I want to be clear: this article stops well short of calling these bad companies.
They could be extraordinary ones.
Starlink is a dominant business in low-earth-orbit satellite broadband, especially in places where terrestrial internet is weak, expensive or simply unavailable. Falcon 9 has an unmatched launch cadence. Anthropic is reportedly growing fast. OpenAI has more than 900 million weekly ChatGPT users and a product embedded in the workflows of students, developers, lawyers, founders, analysts and probably half the people pretending they are not using it.
These are remarkable performances.
The technology is real. The moats are real. The question I keep coming back to is the price at which you buy, and the moment at which you buy it.
Here is what I will do: grab some popcorn, read some Buffett and Munger, and wait for the reviews.
Every great production has a run that extends well past opening night.
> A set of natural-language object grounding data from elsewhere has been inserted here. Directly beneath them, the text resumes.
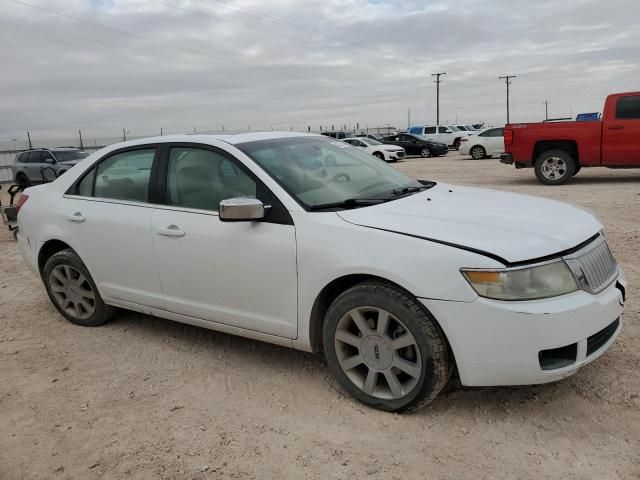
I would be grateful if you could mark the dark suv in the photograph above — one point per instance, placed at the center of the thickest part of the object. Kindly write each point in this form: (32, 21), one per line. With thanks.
(44, 164)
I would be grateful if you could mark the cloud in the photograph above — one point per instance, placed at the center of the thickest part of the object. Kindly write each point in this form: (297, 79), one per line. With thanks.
(146, 64)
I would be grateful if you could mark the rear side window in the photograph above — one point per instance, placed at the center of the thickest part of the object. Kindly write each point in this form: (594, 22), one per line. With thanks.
(123, 176)
(35, 157)
(628, 108)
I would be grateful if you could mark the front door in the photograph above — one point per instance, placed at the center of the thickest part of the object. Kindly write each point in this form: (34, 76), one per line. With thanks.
(621, 134)
(241, 274)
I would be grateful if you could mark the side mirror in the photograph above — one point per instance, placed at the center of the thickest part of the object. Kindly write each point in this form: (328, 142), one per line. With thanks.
(241, 209)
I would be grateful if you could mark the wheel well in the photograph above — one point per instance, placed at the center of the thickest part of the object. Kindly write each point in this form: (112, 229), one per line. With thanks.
(51, 247)
(329, 293)
(569, 146)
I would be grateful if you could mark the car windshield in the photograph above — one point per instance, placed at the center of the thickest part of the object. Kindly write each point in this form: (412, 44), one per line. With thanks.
(70, 155)
(324, 173)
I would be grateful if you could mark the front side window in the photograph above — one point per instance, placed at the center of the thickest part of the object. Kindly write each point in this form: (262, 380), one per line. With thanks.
(318, 172)
(201, 179)
(628, 108)
(124, 176)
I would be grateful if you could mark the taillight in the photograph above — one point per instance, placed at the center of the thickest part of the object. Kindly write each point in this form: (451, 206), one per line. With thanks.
(508, 137)
(21, 201)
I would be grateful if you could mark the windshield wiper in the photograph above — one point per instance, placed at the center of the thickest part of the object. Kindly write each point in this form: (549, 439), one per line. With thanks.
(349, 203)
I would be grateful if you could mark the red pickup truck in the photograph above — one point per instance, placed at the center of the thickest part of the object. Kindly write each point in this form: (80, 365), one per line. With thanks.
(558, 150)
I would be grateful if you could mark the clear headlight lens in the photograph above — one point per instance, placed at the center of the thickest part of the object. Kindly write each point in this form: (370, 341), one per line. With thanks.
(529, 283)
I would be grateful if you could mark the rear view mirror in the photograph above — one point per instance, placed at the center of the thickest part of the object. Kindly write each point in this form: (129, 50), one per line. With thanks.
(241, 209)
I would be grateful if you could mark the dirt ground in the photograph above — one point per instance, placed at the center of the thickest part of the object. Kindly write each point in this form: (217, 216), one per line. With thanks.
(145, 398)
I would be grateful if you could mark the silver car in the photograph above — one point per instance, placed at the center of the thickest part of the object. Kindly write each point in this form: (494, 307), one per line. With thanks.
(44, 164)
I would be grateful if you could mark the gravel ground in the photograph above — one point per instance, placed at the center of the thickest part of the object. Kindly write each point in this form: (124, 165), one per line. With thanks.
(145, 398)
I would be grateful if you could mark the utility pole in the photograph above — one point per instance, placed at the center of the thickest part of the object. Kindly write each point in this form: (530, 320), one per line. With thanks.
(507, 80)
(546, 109)
(437, 82)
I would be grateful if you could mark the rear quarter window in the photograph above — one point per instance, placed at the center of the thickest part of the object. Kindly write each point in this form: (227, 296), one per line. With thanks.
(628, 108)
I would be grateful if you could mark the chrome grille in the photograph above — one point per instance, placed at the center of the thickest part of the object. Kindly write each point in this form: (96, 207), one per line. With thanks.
(594, 266)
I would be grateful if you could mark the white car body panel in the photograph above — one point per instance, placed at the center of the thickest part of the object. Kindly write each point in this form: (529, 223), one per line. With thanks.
(511, 226)
(492, 145)
(262, 280)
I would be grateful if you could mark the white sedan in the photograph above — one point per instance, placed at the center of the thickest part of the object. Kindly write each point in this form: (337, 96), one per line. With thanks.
(303, 241)
(483, 144)
(388, 153)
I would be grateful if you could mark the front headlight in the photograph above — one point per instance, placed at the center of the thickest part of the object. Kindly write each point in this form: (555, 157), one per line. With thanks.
(523, 283)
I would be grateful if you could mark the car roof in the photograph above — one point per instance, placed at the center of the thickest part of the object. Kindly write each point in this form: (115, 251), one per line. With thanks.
(232, 139)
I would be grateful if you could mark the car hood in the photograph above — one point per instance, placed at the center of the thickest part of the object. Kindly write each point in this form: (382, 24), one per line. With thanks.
(510, 226)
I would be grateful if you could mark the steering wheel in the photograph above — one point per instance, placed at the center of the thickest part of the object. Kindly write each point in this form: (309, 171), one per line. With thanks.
(338, 176)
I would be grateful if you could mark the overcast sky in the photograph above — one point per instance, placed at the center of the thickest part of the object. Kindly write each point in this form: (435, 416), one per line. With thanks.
(103, 65)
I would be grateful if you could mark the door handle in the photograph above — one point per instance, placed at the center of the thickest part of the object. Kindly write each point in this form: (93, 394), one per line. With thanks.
(76, 218)
(171, 231)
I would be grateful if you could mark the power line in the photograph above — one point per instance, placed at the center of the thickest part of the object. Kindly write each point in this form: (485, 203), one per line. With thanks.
(278, 34)
(437, 82)
(507, 80)
(193, 51)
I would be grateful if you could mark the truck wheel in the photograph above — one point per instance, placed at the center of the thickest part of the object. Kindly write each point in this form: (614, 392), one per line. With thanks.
(555, 167)
(385, 349)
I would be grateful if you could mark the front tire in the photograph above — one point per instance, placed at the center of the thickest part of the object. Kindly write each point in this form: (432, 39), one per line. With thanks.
(385, 349)
(73, 291)
(478, 152)
(555, 167)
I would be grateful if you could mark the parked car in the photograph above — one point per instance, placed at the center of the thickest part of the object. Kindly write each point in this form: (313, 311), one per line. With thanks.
(448, 135)
(558, 150)
(340, 135)
(31, 166)
(373, 136)
(388, 153)
(417, 145)
(399, 282)
(483, 144)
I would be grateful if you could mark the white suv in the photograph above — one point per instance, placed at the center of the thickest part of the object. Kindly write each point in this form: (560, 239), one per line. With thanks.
(305, 241)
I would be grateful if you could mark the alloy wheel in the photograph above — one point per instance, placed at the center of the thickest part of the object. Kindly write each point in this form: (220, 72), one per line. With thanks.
(72, 292)
(554, 168)
(378, 353)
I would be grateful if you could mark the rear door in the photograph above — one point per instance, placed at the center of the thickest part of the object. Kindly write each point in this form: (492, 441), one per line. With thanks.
(621, 133)
(107, 216)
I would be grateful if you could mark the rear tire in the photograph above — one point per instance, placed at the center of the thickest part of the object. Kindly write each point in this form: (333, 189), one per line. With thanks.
(72, 290)
(385, 349)
(478, 152)
(555, 167)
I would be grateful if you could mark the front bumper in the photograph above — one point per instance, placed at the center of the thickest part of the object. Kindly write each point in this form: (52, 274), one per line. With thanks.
(500, 343)
(506, 158)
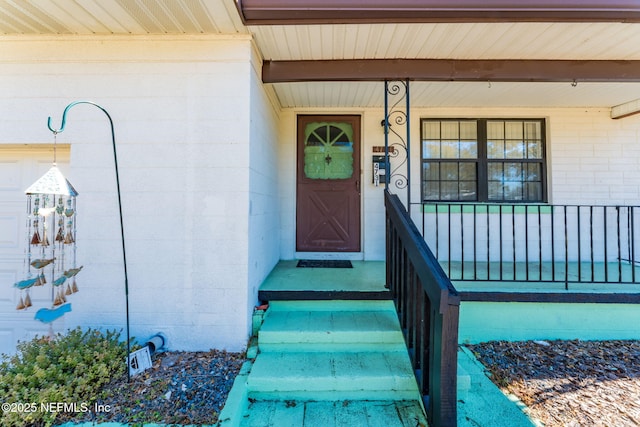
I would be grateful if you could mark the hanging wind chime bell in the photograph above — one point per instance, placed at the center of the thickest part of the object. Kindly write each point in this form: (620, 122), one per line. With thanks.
(51, 243)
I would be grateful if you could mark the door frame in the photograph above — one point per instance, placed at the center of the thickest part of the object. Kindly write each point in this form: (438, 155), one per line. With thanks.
(299, 169)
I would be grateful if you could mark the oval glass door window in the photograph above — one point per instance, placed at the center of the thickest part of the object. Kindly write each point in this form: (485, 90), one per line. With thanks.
(328, 150)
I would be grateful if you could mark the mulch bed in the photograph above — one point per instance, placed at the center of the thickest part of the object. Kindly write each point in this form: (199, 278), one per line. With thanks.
(180, 388)
(569, 383)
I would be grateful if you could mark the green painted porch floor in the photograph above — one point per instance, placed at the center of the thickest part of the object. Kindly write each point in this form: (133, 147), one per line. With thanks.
(366, 280)
(330, 363)
(343, 362)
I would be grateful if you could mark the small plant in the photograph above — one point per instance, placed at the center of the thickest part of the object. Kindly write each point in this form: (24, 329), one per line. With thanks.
(49, 379)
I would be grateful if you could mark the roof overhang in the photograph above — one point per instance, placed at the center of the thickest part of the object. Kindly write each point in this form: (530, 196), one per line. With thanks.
(291, 12)
(451, 70)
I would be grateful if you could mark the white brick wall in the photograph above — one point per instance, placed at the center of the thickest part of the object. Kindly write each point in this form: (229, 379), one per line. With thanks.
(180, 106)
(591, 159)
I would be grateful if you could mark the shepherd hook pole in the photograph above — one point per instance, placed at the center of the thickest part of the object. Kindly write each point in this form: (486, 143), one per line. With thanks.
(124, 253)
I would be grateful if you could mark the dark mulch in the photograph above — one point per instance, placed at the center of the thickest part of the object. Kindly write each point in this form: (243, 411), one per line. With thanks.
(569, 383)
(180, 388)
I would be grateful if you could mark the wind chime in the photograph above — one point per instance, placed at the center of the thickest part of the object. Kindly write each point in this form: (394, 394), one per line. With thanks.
(51, 243)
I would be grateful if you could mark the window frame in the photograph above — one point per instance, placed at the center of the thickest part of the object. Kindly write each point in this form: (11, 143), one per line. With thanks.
(482, 161)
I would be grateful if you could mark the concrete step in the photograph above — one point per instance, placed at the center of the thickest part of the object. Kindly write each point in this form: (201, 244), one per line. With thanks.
(271, 413)
(332, 305)
(331, 330)
(332, 376)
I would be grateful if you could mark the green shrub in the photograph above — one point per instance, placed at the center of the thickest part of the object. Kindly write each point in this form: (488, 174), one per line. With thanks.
(54, 378)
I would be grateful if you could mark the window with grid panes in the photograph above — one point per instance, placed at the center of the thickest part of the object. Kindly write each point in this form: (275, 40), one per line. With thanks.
(483, 160)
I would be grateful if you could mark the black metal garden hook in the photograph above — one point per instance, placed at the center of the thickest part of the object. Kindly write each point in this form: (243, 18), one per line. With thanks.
(124, 253)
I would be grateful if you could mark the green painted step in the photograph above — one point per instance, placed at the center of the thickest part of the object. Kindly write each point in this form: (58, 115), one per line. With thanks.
(332, 376)
(333, 305)
(331, 330)
(333, 414)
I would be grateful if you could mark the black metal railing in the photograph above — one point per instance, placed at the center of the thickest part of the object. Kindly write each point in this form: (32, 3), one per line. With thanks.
(544, 243)
(428, 309)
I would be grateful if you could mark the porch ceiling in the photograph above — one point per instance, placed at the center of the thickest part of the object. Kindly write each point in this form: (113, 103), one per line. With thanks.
(556, 39)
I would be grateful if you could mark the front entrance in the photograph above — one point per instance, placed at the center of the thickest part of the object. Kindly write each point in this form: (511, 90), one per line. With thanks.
(328, 184)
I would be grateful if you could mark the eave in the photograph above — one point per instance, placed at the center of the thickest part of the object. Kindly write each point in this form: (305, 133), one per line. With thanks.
(293, 12)
(451, 70)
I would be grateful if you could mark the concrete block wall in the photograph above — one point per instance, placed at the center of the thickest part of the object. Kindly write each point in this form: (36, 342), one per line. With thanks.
(591, 159)
(180, 107)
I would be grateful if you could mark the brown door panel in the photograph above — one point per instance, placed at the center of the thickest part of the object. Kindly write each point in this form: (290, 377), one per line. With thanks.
(328, 208)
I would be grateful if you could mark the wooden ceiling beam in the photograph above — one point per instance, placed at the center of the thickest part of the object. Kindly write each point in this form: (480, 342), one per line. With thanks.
(451, 70)
(295, 12)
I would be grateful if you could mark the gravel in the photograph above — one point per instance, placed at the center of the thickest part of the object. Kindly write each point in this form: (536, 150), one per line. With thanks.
(569, 383)
(180, 388)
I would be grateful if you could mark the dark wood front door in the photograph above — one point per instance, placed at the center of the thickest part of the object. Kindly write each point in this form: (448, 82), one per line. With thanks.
(328, 184)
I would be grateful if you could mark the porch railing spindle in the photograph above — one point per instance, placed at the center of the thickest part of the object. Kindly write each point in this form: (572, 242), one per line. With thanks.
(619, 246)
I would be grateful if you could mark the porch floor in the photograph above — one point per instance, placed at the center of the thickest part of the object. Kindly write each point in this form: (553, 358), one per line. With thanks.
(365, 281)
(330, 355)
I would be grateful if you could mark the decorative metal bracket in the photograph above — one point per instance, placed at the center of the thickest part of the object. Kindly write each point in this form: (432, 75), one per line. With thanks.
(397, 134)
(124, 253)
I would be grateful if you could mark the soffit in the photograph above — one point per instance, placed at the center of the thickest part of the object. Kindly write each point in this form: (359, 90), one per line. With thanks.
(135, 17)
(610, 41)
(466, 40)
(519, 40)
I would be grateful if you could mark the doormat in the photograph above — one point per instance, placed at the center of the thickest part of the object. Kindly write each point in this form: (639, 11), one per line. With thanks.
(324, 263)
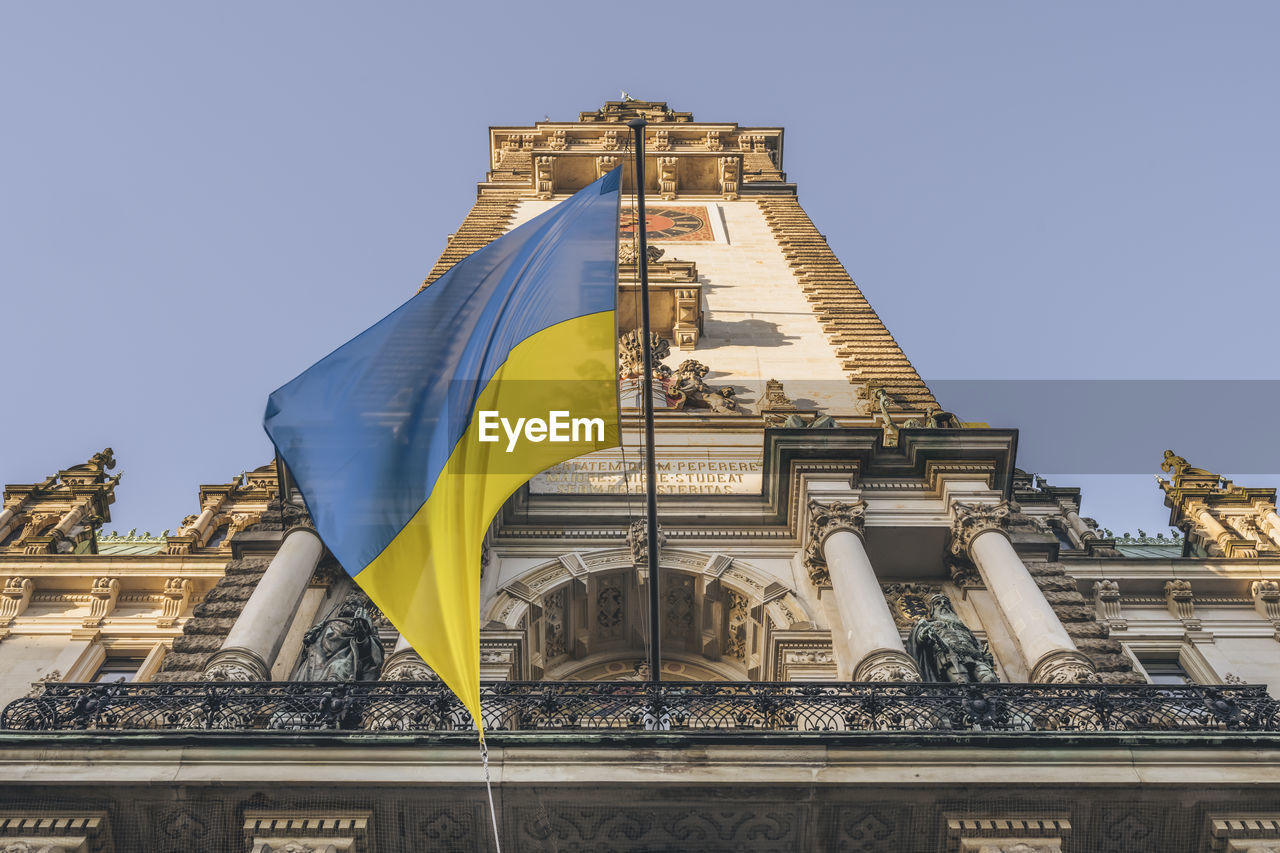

The lock-up expiration, often around 180 days after an IPO, is one of the first moments when early employees and investors may be allowed to sell more freely.
That does not guarantee a crash. Nothing in markets is that neat.
But it does change the supply of shares. It changes the cast of sellers. And it gives you something opening night does not: more information.
The first few earnings reports, stripped of the roadshow energy and the carefully rehearsed narrative, tell you what the business actually looks like when the lights come up on a Tuesday afternoon in a half-empty theatre.
The Show Will Go On
We are living through a genuinely remarkable season. The companies that may come public in this cycle, a rocket company trying to make Mars real, the laboratory that helped turn AI into a consumer product, and the teams building the language models now reshaping work, are the kind of productions that define eras.
I keep coming back to Netscape.
The Netscape IPO in 1995 helped launch the internet era. The stock exploded on opening day. The phrase “Netscape moment” became shorthand for the arrival of a new technological age.
And yet the lesson was never simply “buy the IPO.”
The internet changed everything. Netscape itself did not become the enduring winner. The show ran for thirty years and is still running, but the money was not made by blindly buying every opening night. It was made by understanding which parts of the new world would actually endure.
The companies are real. The technology is real. The performances will be extraordinary.
“The only question that matters is at what price you’re being asked to buy a seat.”
Right now, you’re being asked to believe in SpaceX at a valuation of roughly $1.75 trillion, while it is losing billions under GAAP accounting, in a production where the lead actor controls the stage directions and public shareholders have very little say in the script.
What I might do: wait for the reviews.
Let the opening-night energy settle. Let the first earnings reports arrive. Let the lock-up calendar do what lock-up calendars do. The show will still be on. The seats may be better value. And you’ll know, finally, whether the production is as good as the programme promises.
One more thing. Bruce Hornsby's 'The Show Goes On' has been on repeat in my house this week. Make of that what you will.
Disclaimer:
This is an opinion piece. It is not financial advice. Think of it as the kind of conversation a well-read friend would share over a beer, someone with no financial interest in your decision. Make your own choices. Read the S-1. Speak with a licensed financial adviser. And remember Munger’s Rule: if it comes with a 200-page programme and a large commission, the curtain may not rise the way they promised.